Christian Legal Fellowship (CLF) intervened in the case at both court levels in order to protect vulnerable individuals who may find themselves forced into prostitution.
“We are pleased the court has taken a strong position against street solicitation,” states Ruth Ross, CLF Executive Director and General Legal Counsel. “In so doing, the court has affirmed that the lower court was bound by the 1990 Prostitution Reference which upheld street solicitation as a reasonable limit on the right to freedom of expression under s. 2(b) of the Charter.”
With respect to the Court of Appeal’s decision as a whole, CLF is disappointed in the decision, which ignores Parliament’s disapprobation of prostitution and the harms it causes both to prostitutes and our communities.

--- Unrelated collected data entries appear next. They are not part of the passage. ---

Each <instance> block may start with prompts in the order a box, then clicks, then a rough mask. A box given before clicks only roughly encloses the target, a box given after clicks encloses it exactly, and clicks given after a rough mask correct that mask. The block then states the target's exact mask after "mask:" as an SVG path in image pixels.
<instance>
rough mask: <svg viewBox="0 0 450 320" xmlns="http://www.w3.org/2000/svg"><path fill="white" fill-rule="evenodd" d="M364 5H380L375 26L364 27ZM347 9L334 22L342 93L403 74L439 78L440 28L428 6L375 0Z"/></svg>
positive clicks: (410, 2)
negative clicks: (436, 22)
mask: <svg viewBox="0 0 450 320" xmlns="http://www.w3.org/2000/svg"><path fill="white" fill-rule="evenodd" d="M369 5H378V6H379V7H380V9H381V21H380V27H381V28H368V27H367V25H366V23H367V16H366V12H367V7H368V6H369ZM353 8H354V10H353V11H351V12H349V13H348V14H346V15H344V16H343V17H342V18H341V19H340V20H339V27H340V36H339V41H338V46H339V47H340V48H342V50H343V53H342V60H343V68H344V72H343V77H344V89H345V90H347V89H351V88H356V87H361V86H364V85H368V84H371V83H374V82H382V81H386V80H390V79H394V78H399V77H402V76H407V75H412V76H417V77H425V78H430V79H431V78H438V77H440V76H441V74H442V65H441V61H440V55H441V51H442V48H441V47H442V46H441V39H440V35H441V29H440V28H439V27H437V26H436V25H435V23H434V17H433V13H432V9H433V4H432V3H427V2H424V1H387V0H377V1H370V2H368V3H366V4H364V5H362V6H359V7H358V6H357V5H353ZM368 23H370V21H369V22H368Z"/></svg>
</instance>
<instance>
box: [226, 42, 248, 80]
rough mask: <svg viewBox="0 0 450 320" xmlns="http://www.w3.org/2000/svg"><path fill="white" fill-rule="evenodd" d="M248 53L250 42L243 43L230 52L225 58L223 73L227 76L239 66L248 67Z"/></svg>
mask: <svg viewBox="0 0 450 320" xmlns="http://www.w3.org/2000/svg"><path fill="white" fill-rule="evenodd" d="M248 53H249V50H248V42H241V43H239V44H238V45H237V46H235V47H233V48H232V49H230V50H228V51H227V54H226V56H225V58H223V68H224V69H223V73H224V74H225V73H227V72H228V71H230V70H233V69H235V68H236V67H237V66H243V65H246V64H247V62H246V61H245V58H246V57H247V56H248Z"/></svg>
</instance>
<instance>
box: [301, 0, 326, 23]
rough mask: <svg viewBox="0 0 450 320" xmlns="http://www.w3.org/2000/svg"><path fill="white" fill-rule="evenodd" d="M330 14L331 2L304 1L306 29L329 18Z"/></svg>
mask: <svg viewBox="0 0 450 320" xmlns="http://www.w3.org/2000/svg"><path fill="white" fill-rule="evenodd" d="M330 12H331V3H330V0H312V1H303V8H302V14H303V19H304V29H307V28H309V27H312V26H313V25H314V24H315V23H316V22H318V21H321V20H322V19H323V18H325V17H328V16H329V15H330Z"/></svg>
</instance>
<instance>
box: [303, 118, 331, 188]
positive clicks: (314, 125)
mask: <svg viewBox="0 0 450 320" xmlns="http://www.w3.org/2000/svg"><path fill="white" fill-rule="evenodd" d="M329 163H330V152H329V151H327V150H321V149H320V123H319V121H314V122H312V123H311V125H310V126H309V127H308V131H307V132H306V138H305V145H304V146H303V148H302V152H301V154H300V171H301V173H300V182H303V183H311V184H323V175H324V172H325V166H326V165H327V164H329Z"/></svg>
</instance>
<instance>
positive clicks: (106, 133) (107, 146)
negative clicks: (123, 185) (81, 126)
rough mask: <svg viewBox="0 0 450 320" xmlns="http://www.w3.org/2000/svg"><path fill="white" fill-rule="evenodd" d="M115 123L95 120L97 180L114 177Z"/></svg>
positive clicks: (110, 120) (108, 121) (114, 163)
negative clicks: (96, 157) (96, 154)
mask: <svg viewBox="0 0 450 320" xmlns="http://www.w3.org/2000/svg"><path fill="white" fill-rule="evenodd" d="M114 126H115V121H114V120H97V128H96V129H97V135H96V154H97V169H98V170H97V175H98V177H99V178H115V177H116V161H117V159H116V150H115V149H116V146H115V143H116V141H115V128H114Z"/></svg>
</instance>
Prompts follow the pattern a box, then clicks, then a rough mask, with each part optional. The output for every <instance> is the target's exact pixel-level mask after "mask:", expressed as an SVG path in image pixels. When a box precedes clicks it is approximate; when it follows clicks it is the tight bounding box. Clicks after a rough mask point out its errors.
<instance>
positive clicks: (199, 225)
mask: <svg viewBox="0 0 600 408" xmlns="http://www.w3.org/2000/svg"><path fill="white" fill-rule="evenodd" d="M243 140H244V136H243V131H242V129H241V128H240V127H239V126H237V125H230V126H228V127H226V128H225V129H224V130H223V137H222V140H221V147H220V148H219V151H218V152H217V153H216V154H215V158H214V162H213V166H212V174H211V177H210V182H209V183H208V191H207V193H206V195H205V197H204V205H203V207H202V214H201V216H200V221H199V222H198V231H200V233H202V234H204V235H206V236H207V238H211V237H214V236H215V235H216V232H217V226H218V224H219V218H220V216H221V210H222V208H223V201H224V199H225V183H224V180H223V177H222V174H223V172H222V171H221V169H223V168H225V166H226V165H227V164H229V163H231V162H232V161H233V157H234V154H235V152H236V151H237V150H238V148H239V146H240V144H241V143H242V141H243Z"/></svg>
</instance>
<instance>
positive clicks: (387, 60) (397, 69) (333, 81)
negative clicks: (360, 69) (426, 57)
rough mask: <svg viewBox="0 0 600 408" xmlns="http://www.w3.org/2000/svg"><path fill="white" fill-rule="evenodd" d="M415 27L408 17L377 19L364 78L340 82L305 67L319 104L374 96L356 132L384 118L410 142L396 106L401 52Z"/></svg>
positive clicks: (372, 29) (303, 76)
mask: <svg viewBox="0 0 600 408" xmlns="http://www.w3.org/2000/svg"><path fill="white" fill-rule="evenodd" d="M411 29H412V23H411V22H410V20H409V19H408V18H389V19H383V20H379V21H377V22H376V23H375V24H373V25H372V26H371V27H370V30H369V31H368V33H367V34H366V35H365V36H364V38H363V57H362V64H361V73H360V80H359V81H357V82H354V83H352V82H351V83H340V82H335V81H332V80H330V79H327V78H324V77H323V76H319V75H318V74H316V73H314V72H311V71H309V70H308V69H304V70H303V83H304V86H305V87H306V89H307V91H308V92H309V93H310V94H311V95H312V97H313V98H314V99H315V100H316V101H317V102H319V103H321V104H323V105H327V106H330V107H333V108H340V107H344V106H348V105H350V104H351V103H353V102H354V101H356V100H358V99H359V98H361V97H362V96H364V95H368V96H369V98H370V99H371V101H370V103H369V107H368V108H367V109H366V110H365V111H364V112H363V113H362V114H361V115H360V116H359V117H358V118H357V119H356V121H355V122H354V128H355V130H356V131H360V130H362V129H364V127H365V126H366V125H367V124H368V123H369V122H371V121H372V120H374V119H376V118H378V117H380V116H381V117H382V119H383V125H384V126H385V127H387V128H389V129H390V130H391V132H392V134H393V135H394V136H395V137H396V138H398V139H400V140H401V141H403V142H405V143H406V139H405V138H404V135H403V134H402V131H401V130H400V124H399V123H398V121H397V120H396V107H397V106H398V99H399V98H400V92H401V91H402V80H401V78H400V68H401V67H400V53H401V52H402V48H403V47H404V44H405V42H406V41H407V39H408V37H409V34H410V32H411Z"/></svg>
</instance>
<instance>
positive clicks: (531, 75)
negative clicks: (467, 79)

Still, there are some positive aspects to the decision. The court did not strike down the “living on the avails” provision in its entirety but instead recognized its importance in protecting those who are exploited by prostitution. Further, the Court of Appeal acknowledged that “prostitution is a controversial topic, one that provokes heated and heartfelt debate about morality, equality, personal autonomy and public safety”; it is not the court’s role to engage in that debate. The court also recognized the need for a robust application of stare decisis which it stated was particularly important in the context of Charter litigation.

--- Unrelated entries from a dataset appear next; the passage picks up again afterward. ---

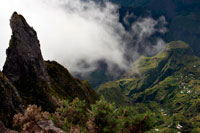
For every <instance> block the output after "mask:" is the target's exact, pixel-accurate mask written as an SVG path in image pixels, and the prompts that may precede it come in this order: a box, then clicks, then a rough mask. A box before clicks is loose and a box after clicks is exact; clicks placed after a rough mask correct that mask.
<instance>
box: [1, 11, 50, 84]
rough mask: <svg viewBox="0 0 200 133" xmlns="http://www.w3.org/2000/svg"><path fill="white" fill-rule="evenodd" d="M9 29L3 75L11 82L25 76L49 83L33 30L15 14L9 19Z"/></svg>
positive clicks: (40, 53) (21, 17)
mask: <svg viewBox="0 0 200 133" xmlns="http://www.w3.org/2000/svg"><path fill="white" fill-rule="evenodd" d="M10 27H11V29H12V37H11V40H10V45H9V48H8V49H7V51H6V54H7V59H6V62H5V65H4V67H3V73H4V74H5V75H6V76H7V77H8V78H9V79H10V81H11V82H15V81H17V80H19V79H20V78H21V77H27V76H31V77H35V78H39V79H42V80H45V81H49V78H48V75H47V73H46V71H45V65H44V62H43V57H42V54H41V50H40V42H39V40H38V38H37V33H36V32H35V30H34V29H33V28H32V27H30V26H29V25H28V24H27V22H26V20H25V19H24V17H23V16H22V15H19V14H17V12H14V13H13V15H12V17H11V19H10Z"/></svg>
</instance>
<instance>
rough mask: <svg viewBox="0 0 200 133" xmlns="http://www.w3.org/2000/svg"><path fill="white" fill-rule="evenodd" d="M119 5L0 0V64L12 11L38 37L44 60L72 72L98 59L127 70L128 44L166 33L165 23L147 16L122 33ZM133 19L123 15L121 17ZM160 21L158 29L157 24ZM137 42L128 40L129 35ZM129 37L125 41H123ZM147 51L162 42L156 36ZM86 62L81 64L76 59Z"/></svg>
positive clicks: (93, 62) (139, 19)
mask: <svg viewBox="0 0 200 133" xmlns="http://www.w3.org/2000/svg"><path fill="white" fill-rule="evenodd" d="M118 8H119V7H118V6H117V5H114V4H111V3H106V4H105V6H104V7H102V6H100V5H98V4H95V3H94V2H91V1H90V2H83V1H81V0H1V2H0V29H1V30H0V68H2V67H3V64H4V62H5V59H6V49H7V47H8V46H9V39H10V37H11V29H10V27H9V19H10V17H11V15H12V13H13V12H14V11H17V12H18V13H19V14H21V15H23V16H24V17H25V19H26V20H27V22H28V23H29V25H30V26H32V27H33V28H34V29H35V30H36V32H37V34H38V39H39V40H40V45H41V50H42V54H43V56H44V59H45V60H56V61H57V62H59V63H61V64H62V65H64V66H65V67H66V68H68V69H69V70H70V71H71V72H80V73H87V72H91V71H93V70H95V69H97V62H98V61H100V60H101V61H102V60H103V61H105V62H106V63H107V64H108V67H109V68H110V70H112V67H115V66H116V65H117V66H118V67H119V68H120V69H127V68H128V67H129V65H130V64H129V62H128V61H127V59H126V58H125V54H127V44H128V43H130V42H133V43H135V44H136V45H144V43H148V38H149V37H150V36H151V35H153V34H155V33H157V32H159V33H165V32H166V31H167V29H166V28H165V25H166V24H167V22H166V21H165V18H164V17H163V16H161V17H160V18H159V19H158V20H154V19H152V18H150V17H148V18H139V19H138V20H137V21H136V22H135V23H133V24H131V27H132V29H131V31H129V32H127V31H126V30H125V29H124V27H123V26H122V24H121V23H119V22H118V20H119V13H118ZM130 17H135V16H134V15H132V14H127V16H126V17H125V18H124V21H125V22H126V23H128V21H127V20H126V18H130ZM158 24H161V25H162V26H161V27H160V26H157V27H160V28H159V29H156V25H158ZM135 36H136V38H137V39H136V40H134V41H132V39H131V38H132V37H134V38H135ZM124 38H128V39H126V40H125V39H124ZM157 40H158V41H157V44H156V45H154V47H146V48H145V49H146V51H148V52H152V51H153V52H156V51H159V50H160V49H161V48H162V47H163V44H164V41H163V40H162V39H161V38H158V39H157ZM130 53H131V55H130V56H132V57H134V56H138V55H139V54H138V53H137V47H136V48H135V49H131V52H130ZM82 62H84V64H86V65H87V67H85V66H84V65H81V63H82Z"/></svg>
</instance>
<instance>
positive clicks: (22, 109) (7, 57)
mask: <svg viewBox="0 0 200 133" xmlns="http://www.w3.org/2000/svg"><path fill="white" fill-rule="evenodd" d="M10 26H11V29H12V36H11V40H10V44H9V48H8V49H7V51H6V54H7V59H6V62H5V65H4V67H3V72H0V94H1V100H0V105H1V106H0V119H1V120H2V121H3V122H4V124H5V125H6V126H9V127H10V126H11V123H12V117H13V116H14V114H16V113H18V112H23V110H24V108H26V107H27V105H29V104H36V105H38V106H42V108H43V109H44V110H48V111H50V112H51V111H54V110H55V109H56V108H57V107H58V100H59V99H66V100H73V99H74V98H76V97H78V98H79V99H81V100H85V101H86V104H87V105H88V106H89V104H91V103H95V101H96V100H97V99H98V96H97V94H96V93H95V91H94V90H93V89H92V88H91V87H90V85H89V83H88V82H87V81H81V80H79V79H76V78H74V77H73V76H72V75H71V74H70V73H69V72H68V70H67V69H66V68H64V67H63V66H62V65H60V64H58V63H57V62H55V61H44V60H43V57H42V54H41V50H40V43H39V40H38V38H37V33H36V32H35V30H34V29H33V28H32V27H30V26H29V25H28V23H27V22H26V20H25V19H24V17H23V16H22V15H19V14H17V13H16V12H14V13H13V15H12V17H11V19H10Z"/></svg>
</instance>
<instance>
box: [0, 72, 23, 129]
mask: <svg viewBox="0 0 200 133" xmlns="http://www.w3.org/2000/svg"><path fill="white" fill-rule="evenodd" d="M21 102H22V101H21V98H20V96H19V94H18V92H17V90H16V88H15V87H14V86H13V85H12V84H11V83H10V81H9V80H8V79H7V78H6V76H4V75H3V74H2V73H1V72H0V120H1V121H2V122H4V124H5V125H6V126H9V127H11V126H12V124H11V121H12V117H13V115H14V114H15V113H18V112H22V111H23V108H22V104H21ZM0 125H1V124H0ZM0 132H1V130H0Z"/></svg>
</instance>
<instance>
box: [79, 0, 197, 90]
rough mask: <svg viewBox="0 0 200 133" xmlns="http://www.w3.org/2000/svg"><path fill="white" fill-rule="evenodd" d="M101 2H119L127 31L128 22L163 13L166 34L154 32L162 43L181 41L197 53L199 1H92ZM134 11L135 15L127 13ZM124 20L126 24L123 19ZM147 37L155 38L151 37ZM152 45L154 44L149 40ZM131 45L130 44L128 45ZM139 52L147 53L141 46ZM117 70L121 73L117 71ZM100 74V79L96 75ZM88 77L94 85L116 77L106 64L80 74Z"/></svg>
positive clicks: (145, 54)
mask: <svg viewBox="0 0 200 133" xmlns="http://www.w3.org/2000/svg"><path fill="white" fill-rule="evenodd" d="M93 1H96V2H100V3H104V2H106V1H110V2H112V3H114V4H118V5H119V17H120V18H119V22H121V23H122V24H123V26H124V27H125V29H126V30H127V31H129V30H131V24H133V23H134V22H135V21H137V20H138V19H140V18H145V17H152V18H153V19H155V20H157V19H158V18H159V17H161V16H165V18H166V21H167V23H168V24H167V26H166V27H167V29H168V31H167V32H166V34H164V35H163V34H156V35H155V36H156V37H161V38H162V39H163V40H164V41H165V42H171V41H176V40H182V41H184V42H186V43H188V44H189V45H190V47H191V48H192V50H193V52H194V55H196V56H200V37H199V36H200V1H198V0H93ZM131 14H134V15H133V16H134V17H132V18H131V17H127V15H130V16H131ZM124 18H126V19H127V21H128V22H129V24H127V22H125V21H124ZM155 36H153V37H155ZM153 37H152V38H149V39H150V40H154V38H153ZM152 45H154V43H152ZM131 46H133V45H130V47H131ZM138 52H139V53H140V54H141V55H148V53H145V52H144V51H143V48H141V49H140V51H138ZM119 72H120V73H123V72H121V71H119ZM98 77H101V78H98ZM82 78H83V79H87V80H89V82H90V83H91V85H92V86H93V88H98V86H99V85H101V84H102V83H105V82H106V81H112V80H116V78H117V79H119V77H115V78H114V77H112V75H111V74H108V73H107V69H106V67H102V66H101V65H99V67H98V70H96V71H94V72H92V73H91V74H89V75H86V76H84V77H82Z"/></svg>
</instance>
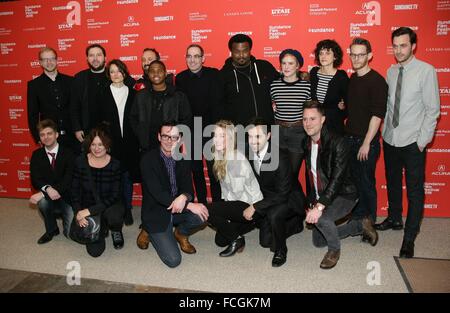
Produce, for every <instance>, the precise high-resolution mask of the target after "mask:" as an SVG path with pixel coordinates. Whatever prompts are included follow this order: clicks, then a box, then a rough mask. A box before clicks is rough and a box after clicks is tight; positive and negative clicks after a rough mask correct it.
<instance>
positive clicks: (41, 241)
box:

At this time, it remains uncertain whether the Attorneys General will appeal. CLF is open to the possibility of participating in a Supreme Court of Canada appeal with its intervention partners should the Attorneys-General pursue this option. In the meantime, the Christian Legal Fellowship encourages Parliament to consider all options open to it, including the possibility of new legislation that protects the vulnerable while complying with the requirements of the Charter.
The majority of the court, comprised of Justices Rosenberg, Doherty, and Feldman, extended the stay of the lower court’s decision for 30 days from the date of the release of these reasons so that all parties may consider their positions.
The case, first heard October 2009, was brought by three sex workers on the grounds that the Criminal Code provisions against operating a bawdy house, living off the avails of prostitution, or communicating for the purposes of prostitution violated s. 7 of the Charter of Rights and Freedoms. On September 28, 2010, Justice Himel of the Superior Court of Ontario struck down the Criminal Code provisions as unconstitutional holding that they infringe ss. 2(b) and 7 the Charter in a manner that can not be justified in a free and democratic society, essentially because they put the safety of sex workers at risk.
Christian Legal Fellowship, the Catholic Civil Rights League, and REAL Women of Canada (the interveners) filed a joint submission requesting the Criminal Code provisions be upheld, presenting evidence explaining Canada’s historic and longstanding position against prostitution, and revealing the importance of these provisions in maintaining Canada’s moral and social fabric. Although morality was in issue in the proceeding, no other party, including the other approved interveners, brought this perspective to the matter. The Ontario Court of Appeal heard arguments in mid-June, 2011.
The interveners were represented by Robert W. Staley, Derek J. Bell and Ranjan K. Agarwal, all of Bennett Jones LLP.